After my recent blog post yesterday, I had a few women message me and thank me for writing it. It blew me away because I had kept this blog a secret for years. I have just recently started to share. I was scared of people seeing the other side of me. For my home business, keeping positive is key to success. At the same time I do not want to be known as that woman who seems perfect aka fake.
I dont strive for perfection anymore. It does not exist. I realized the other day that if I open up more and share my stories, other women would be able to relate and I could possibly help them. Vulnerability is scary but over the last couple of years I have been pushing myself through my fears. If i am afraid of it, I will do it. I grow the most when I am uncomfortable.

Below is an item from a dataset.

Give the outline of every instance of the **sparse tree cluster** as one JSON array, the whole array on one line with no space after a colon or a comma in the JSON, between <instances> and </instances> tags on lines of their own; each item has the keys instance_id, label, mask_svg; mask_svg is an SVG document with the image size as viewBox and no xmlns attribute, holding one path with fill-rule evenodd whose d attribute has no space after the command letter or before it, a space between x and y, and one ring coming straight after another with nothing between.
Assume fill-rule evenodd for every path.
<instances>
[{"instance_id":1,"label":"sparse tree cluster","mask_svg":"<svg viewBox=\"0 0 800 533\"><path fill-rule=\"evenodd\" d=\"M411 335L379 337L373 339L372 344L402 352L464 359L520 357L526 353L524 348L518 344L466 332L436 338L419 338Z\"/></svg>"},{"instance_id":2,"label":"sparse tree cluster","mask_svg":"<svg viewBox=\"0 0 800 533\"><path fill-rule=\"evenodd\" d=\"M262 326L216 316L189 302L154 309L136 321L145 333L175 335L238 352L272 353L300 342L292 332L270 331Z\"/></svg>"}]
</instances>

But what if I am judged or laughed at? But what if im not?
What others think about me is none of my business. Okay, to be honest thats a hard one for me but I am getting better at it! The older and wiser i become the less i do care what others think about me.
I was recently told that someone said “perfect Amanda, the one who can do no wrong” behind my back. I had 2 reactions. My first reaction was laughter because God knows (and if you read the rest of my entries!) that i am FAR….like, REALLY FAR from being perfect. My second reaction was sadness. I feel sad for her. Why? Because she feels that low about herself that she actually dislikes me because I come off as perfect. I know this is true because I used to be this kind of woman. I would look at the prettiest, happiest woman and say mean things about her. I didnt even know them. I was secretly deflecting my insecurities on to someone else. I am not this person anymore. My goal is to help other women feel worthy of happiness and to understand that they can do anything they set their mind to. No one is perfect, we have all made mistakes and thats okay!
When i stopped worrying about other people and started working on myself, that is when my eyes really opened. My own happiness comes from myself and no one else. I have to be my own best friend. Its fair to say that I was a horrible friend to myself for many years.
Why on earth do we treat everyone else around us better than we do ourselves? As a result, those around us dont get the best version of us! We must change our thinking and see eachother as equals.
Do not compete with anyone except the person who is looking back at you in the mirror.
Trust me, when you love yourself, you will attract others who will love you too.